Bom, eu não acho que “as leis devam prever a linguagem dos jornais” (essa é outra pergunta feita no site do programa para avaliar se você é vitima da tal ditadura), porém, acho que temos que ter, garantidas em leis, formas de nos defendermos sim, de possíveis “usos da linguagem no jornal”.  Afinal, por que o nome de Carlinhos Cachoeira foi precedido do atributo profissional “empresário” no jornal Folha de São Paulo de 27.06.2012 e o nome do meu primo Arthur Junior foi procedido pela expressão “vulgo Juninho”, quando ele, em 2004, morreu por afogamento no Estado Espírito Santo?
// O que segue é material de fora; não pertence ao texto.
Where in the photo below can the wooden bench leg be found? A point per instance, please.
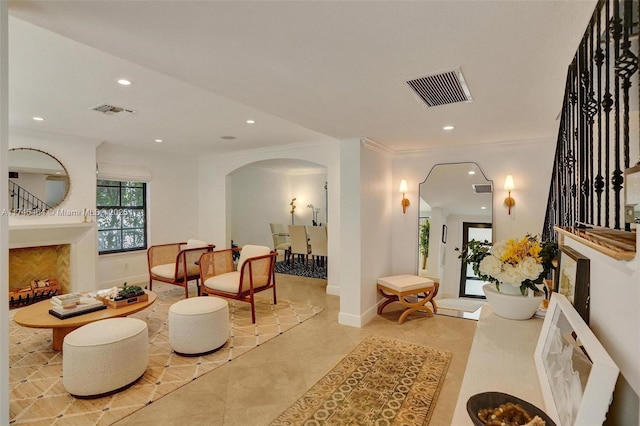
(420, 305)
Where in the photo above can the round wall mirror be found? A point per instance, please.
(37, 181)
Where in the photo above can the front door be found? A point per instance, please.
(470, 284)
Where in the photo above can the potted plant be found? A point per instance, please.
(424, 243)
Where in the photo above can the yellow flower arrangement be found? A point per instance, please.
(523, 262)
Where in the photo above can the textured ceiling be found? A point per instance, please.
(305, 71)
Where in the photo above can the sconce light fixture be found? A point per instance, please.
(509, 186)
(405, 201)
(293, 210)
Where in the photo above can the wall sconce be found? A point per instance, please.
(405, 201)
(509, 186)
(293, 209)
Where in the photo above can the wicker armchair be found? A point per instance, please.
(255, 273)
(176, 263)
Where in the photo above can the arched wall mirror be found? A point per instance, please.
(456, 202)
(37, 181)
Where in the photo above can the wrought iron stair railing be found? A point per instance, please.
(599, 134)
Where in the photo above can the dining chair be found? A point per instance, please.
(318, 242)
(299, 243)
(280, 239)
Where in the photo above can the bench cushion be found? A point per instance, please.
(402, 283)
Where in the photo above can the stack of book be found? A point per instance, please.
(73, 304)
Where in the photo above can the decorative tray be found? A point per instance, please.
(75, 312)
(125, 302)
(492, 400)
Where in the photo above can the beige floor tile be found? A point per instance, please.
(255, 388)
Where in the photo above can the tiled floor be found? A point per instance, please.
(256, 387)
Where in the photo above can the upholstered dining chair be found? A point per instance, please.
(318, 242)
(280, 239)
(299, 243)
(255, 272)
(176, 263)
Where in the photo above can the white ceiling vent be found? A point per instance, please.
(482, 188)
(444, 87)
(112, 110)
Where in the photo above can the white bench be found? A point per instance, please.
(397, 288)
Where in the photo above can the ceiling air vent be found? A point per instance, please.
(482, 188)
(446, 87)
(112, 110)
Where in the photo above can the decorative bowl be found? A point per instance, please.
(484, 400)
(511, 306)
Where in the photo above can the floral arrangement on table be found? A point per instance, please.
(523, 262)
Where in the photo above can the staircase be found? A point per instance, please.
(22, 201)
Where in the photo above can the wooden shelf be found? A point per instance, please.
(620, 245)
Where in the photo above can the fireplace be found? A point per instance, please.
(65, 252)
(31, 265)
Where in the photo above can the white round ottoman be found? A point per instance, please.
(198, 325)
(105, 356)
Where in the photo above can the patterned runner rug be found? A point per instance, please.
(381, 382)
(299, 269)
(37, 396)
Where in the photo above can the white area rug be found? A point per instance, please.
(465, 305)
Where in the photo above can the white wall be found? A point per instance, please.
(4, 222)
(376, 211)
(173, 208)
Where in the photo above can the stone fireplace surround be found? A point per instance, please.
(82, 239)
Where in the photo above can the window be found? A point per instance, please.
(122, 216)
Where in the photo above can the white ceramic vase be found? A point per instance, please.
(511, 305)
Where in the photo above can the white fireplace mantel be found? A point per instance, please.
(82, 237)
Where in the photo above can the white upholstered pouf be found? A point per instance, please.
(104, 356)
(198, 325)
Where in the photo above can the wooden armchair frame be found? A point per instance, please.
(256, 274)
(184, 259)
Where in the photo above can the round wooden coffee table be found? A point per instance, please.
(38, 316)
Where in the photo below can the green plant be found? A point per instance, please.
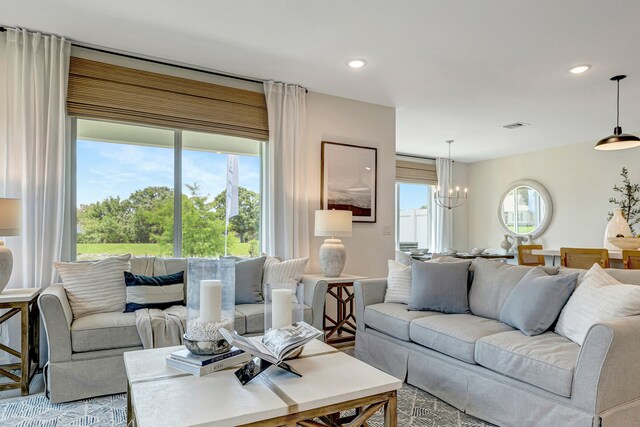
(628, 201)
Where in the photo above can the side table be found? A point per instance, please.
(342, 328)
(22, 301)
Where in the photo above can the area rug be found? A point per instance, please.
(415, 409)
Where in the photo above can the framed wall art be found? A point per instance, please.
(349, 179)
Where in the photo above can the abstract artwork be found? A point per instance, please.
(349, 179)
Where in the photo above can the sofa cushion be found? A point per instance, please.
(600, 297)
(393, 319)
(254, 316)
(440, 287)
(103, 331)
(536, 301)
(454, 334)
(492, 283)
(546, 361)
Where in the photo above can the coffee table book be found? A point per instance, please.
(210, 368)
(187, 357)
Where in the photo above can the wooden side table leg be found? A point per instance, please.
(24, 353)
(391, 411)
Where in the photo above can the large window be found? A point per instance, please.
(414, 213)
(126, 178)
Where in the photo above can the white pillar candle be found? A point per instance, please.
(210, 301)
(280, 308)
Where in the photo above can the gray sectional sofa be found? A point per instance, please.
(85, 355)
(494, 372)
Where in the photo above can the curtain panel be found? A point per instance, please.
(285, 221)
(104, 91)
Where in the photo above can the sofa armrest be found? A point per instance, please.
(57, 317)
(367, 292)
(315, 292)
(608, 370)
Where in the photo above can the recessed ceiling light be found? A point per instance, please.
(357, 63)
(579, 69)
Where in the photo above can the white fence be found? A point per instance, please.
(415, 226)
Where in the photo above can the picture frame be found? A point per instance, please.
(349, 179)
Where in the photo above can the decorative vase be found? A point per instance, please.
(506, 244)
(617, 225)
(517, 242)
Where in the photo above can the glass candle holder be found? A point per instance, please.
(283, 305)
(210, 304)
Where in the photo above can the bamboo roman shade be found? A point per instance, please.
(416, 172)
(105, 91)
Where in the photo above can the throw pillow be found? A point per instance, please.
(153, 291)
(598, 298)
(95, 287)
(403, 258)
(535, 303)
(284, 274)
(398, 283)
(440, 287)
(249, 280)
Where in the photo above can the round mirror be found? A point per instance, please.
(525, 208)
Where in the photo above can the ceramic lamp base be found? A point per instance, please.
(332, 257)
(6, 265)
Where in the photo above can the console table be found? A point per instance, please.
(23, 302)
(342, 328)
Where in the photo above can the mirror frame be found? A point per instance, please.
(546, 198)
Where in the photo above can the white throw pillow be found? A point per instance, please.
(284, 274)
(599, 297)
(95, 287)
(398, 283)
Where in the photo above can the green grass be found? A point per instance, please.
(87, 251)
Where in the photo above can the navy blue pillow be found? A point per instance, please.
(153, 291)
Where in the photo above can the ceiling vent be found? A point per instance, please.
(515, 125)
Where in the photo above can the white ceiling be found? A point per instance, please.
(453, 69)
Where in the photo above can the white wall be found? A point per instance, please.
(334, 119)
(578, 178)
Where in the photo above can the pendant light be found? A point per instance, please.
(451, 199)
(619, 140)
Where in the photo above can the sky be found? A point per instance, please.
(108, 169)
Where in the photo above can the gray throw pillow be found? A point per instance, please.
(536, 301)
(439, 287)
(249, 280)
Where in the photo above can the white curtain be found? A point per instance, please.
(36, 69)
(285, 221)
(442, 224)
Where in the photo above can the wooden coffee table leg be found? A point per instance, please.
(391, 411)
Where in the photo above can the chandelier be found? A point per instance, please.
(449, 199)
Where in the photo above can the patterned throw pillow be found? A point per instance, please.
(598, 298)
(398, 283)
(153, 291)
(284, 274)
(95, 287)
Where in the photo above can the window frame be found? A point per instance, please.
(177, 183)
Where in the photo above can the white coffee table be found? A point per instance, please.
(331, 382)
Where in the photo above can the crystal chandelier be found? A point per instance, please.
(449, 199)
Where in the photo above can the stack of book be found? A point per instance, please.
(203, 365)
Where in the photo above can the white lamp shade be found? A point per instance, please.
(9, 217)
(333, 223)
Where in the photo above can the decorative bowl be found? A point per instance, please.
(625, 242)
(206, 348)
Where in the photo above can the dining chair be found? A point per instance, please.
(631, 259)
(525, 257)
(584, 257)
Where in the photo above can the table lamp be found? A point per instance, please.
(9, 226)
(332, 252)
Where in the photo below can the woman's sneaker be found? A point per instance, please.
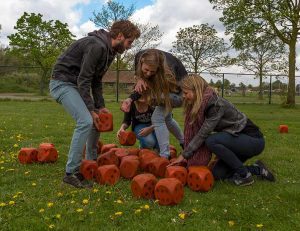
(77, 180)
(264, 172)
(237, 179)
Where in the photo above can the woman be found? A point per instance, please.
(235, 139)
(160, 72)
(139, 117)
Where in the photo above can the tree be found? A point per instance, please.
(262, 55)
(39, 42)
(280, 18)
(200, 48)
(243, 88)
(150, 38)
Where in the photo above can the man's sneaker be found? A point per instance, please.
(77, 180)
(242, 181)
(264, 173)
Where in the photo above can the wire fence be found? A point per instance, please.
(117, 84)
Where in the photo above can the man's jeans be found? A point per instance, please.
(84, 133)
(165, 123)
(149, 141)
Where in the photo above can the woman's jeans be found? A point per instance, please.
(85, 133)
(148, 141)
(232, 151)
(163, 123)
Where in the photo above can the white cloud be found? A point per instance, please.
(169, 15)
(176, 14)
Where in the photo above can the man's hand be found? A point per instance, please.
(140, 86)
(125, 106)
(180, 159)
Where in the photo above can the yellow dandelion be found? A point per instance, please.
(259, 225)
(231, 223)
(79, 210)
(11, 202)
(182, 216)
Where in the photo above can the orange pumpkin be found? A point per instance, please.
(27, 155)
(169, 191)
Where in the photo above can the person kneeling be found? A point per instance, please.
(214, 125)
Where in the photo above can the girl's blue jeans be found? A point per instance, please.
(85, 133)
(164, 123)
(149, 141)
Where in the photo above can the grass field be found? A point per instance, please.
(33, 198)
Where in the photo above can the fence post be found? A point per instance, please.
(270, 89)
(223, 77)
(118, 76)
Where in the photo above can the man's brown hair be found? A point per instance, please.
(127, 28)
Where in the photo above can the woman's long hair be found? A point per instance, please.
(198, 85)
(163, 82)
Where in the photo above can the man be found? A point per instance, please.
(77, 84)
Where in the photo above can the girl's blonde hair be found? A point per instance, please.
(198, 85)
(163, 82)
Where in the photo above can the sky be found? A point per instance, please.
(169, 15)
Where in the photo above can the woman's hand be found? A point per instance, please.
(145, 131)
(140, 86)
(125, 106)
(180, 159)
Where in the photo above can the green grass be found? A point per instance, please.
(274, 206)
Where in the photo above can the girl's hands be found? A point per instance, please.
(145, 131)
(125, 106)
(180, 159)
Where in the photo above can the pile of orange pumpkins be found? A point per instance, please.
(150, 177)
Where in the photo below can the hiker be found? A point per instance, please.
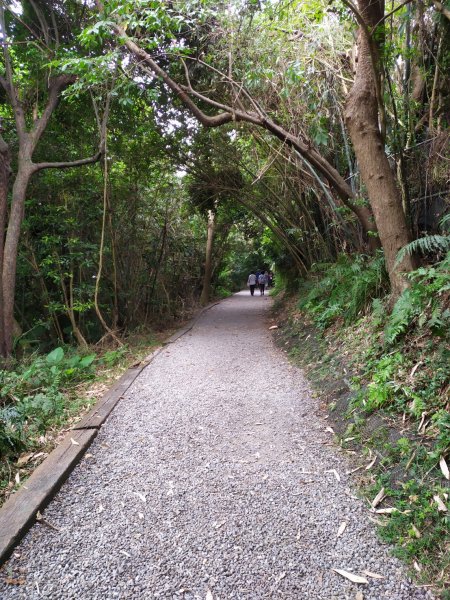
(251, 282)
(263, 280)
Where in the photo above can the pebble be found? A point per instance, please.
(212, 478)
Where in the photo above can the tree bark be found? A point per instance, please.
(11, 249)
(4, 181)
(362, 118)
(206, 291)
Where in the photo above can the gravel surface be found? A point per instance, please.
(212, 479)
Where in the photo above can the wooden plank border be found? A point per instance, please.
(19, 512)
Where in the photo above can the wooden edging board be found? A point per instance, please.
(19, 512)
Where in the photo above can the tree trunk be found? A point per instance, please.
(10, 251)
(4, 180)
(204, 298)
(362, 118)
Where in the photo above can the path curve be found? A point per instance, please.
(212, 478)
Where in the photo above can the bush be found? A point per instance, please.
(32, 397)
(345, 289)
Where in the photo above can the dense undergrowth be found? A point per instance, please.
(385, 376)
(42, 396)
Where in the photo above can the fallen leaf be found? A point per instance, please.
(15, 580)
(378, 498)
(372, 462)
(335, 473)
(441, 505)
(444, 468)
(24, 458)
(354, 470)
(416, 531)
(351, 576)
(373, 575)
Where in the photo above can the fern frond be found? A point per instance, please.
(429, 243)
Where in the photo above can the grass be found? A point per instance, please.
(42, 397)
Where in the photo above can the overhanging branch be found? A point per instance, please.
(67, 164)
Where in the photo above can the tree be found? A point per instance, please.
(363, 118)
(39, 42)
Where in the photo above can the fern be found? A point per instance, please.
(429, 243)
(406, 308)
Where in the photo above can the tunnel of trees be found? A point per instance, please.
(154, 152)
(285, 133)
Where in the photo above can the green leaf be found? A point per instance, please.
(86, 361)
(55, 356)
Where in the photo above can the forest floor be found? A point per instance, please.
(216, 477)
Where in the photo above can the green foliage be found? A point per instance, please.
(345, 289)
(429, 244)
(423, 305)
(32, 399)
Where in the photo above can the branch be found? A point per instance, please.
(373, 51)
(68, 164)
(7, 82)
(56, 85)
(441, 8)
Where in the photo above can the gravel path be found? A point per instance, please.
(211, 480)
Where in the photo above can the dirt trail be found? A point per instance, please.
(213, 478)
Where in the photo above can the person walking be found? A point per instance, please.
(263, 280)
(251, 282)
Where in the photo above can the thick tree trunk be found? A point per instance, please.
(4, 181)
(206, 291)
(10, 250)
(362, 118)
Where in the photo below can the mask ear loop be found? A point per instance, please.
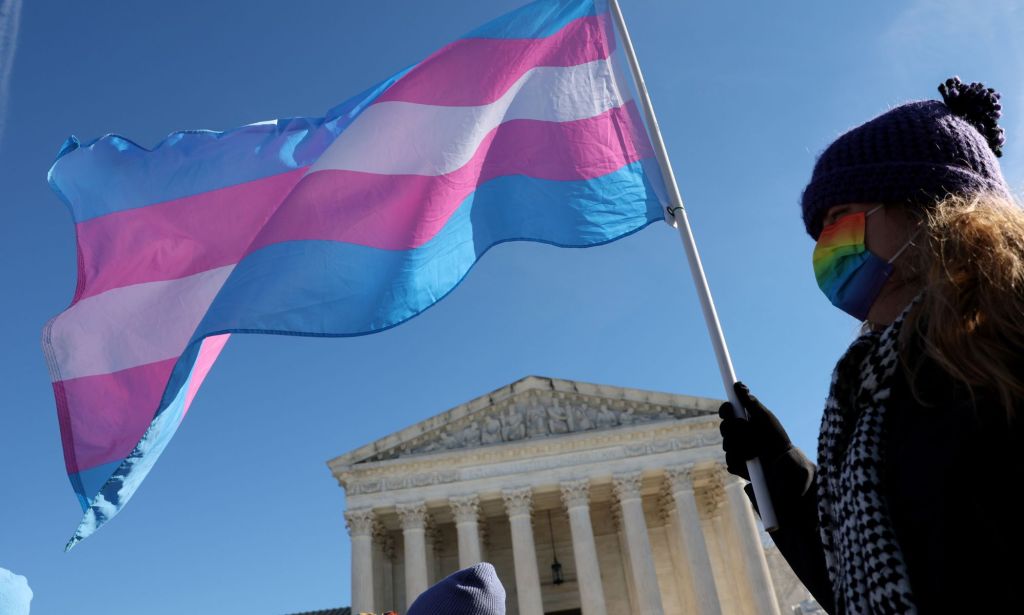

O que impõe a escolha dessa ou daquela palavra? O que determina que um repórter, apresentador ou pessoa comum utilize essa ou aquela expressão para se remeter a um fato ou pessoa?

Parece que, no entendimento colocado pelo programa, as palavras e expressões são meros usos corriqueiros da linguagem, não estando elas ligadas a nenhuma concepção de mundo, a nenhuma disputa por posição e por poder nesse mundo. Pero, caros amigos, há um engano nessa pretensão de que as palavras são vazias, transparentes, ou meras representantes abstratas de algo. A palavra, como já diria o filósofo Mikhail Bakhtin, “é a arena onde se confrontam os valores sociais contraditórios”.

O fato de eu aceitar – e gostar – de ser chamada de “negra”, “nega” ou “neguinha” por pessoas próximas e amigos não significa que as mesmas palavras, ditas em outro tom e em outras condições de discurso, sejam aceitas por mim da mesma forma. Na verdade, essas palavras são ressignificadas por mim dia-a-dia e dependem sim do tom e da posição de quem as imputa. E, ainda bem que existem leis que me garantem o direito de reagir aos discursos ofensivos!

As leis estão aqui para nos propiciar – sem recair em censura prévia, é claro – a garantia de que a nossa linguagem não vá ser usada como arma a favor do preconceito e da violência, como, aliás, foi durante muito tempo. Em outras palavras, instituir “como ditadura” o politicamente correto é sombrear o debate, ao invés de torná-lo mais claro (claro sim, no sentido de lúcido, esclarecido).  Se é pra falar de vitimização: é menos vítima quem detém a palavra do que quem é alvo dela, pois as posições de fala estão sempre vinculadas às posições de poder estabelecidas em qualquer sociedade.